De grande descubrió que sus "padres" lo compraron por 3.500 dólares y su historia conmueve al país

Hernán Majorani tiene 43 años y fue víctima de una red criminal de tráfico de bebés. Se enteró hace poco y ahora está en búsqueda de su verdadera sangre. Mirá esta emocionante nota.

Una desgarradora historia de mentiras, apropiación y robo de identidad salió a la luz pública en la Ciudad de Buenos Aires, donde Hernán Majorani, un hombre de 43 años, descubrió que toda su vida fue una farsa. No había sido adoptado por amor, sino comprado por 3.500 dólares a una red de tráfico de bebés.

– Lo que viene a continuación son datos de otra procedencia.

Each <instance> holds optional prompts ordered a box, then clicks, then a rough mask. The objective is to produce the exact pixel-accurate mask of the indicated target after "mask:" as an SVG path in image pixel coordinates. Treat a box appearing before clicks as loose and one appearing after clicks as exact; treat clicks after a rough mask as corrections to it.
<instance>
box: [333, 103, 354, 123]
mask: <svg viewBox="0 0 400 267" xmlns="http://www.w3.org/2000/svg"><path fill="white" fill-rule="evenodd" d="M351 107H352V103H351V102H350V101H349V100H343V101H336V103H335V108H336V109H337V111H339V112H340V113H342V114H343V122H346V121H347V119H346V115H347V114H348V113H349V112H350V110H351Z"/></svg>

Durante décadas, Hernán creyó el relato que le habían construido. "Al principio era como una especie de relato triunfalista. Luego me dijeron que mis padres biológicos habían muerto, y más adelante que me habían ido a buscar a la casa cuna", relató en una cruda y emotiva entrevista concedida al portal Infobae. A falta de una explicación clara, lo naturalizó. Vivió una infancia llena de lujos, regalos y viajes, algo que hoy interpreta de otra manera. "Creo que la cantidad de lujos con los que me llenaron fue una forma de aplacar la culpa", reflexiona.

El quiebre de esa coraza emocional llegó en agosto de 2022 con el nacimiento de su hijo Milo. "La paternidad me dejó bien en claro lo poco probable que es que una madre o un padre entreguen a un hijo de forma voluntaria. ¿Cómo fue que los míos decidieron hacerlo?", se preguntó.

"A mí me compraron" y el hallazgo macabro

La respuesta a esa pregunta le partió la vida al medio. Tras mucha insistencia, hace poco más de un año, su apropiador le confesó la verdad: lo habían ido a buscar a un departamento en el barrio de Belgrano y, a cambio del bebé, había dejado 3.500 dólares. "Para gastos de internación", fue la cínica excusa del hombre. Al atar cabos, Hernán lo tradujo en una sola y dolorosa idea: "A mí me compraron".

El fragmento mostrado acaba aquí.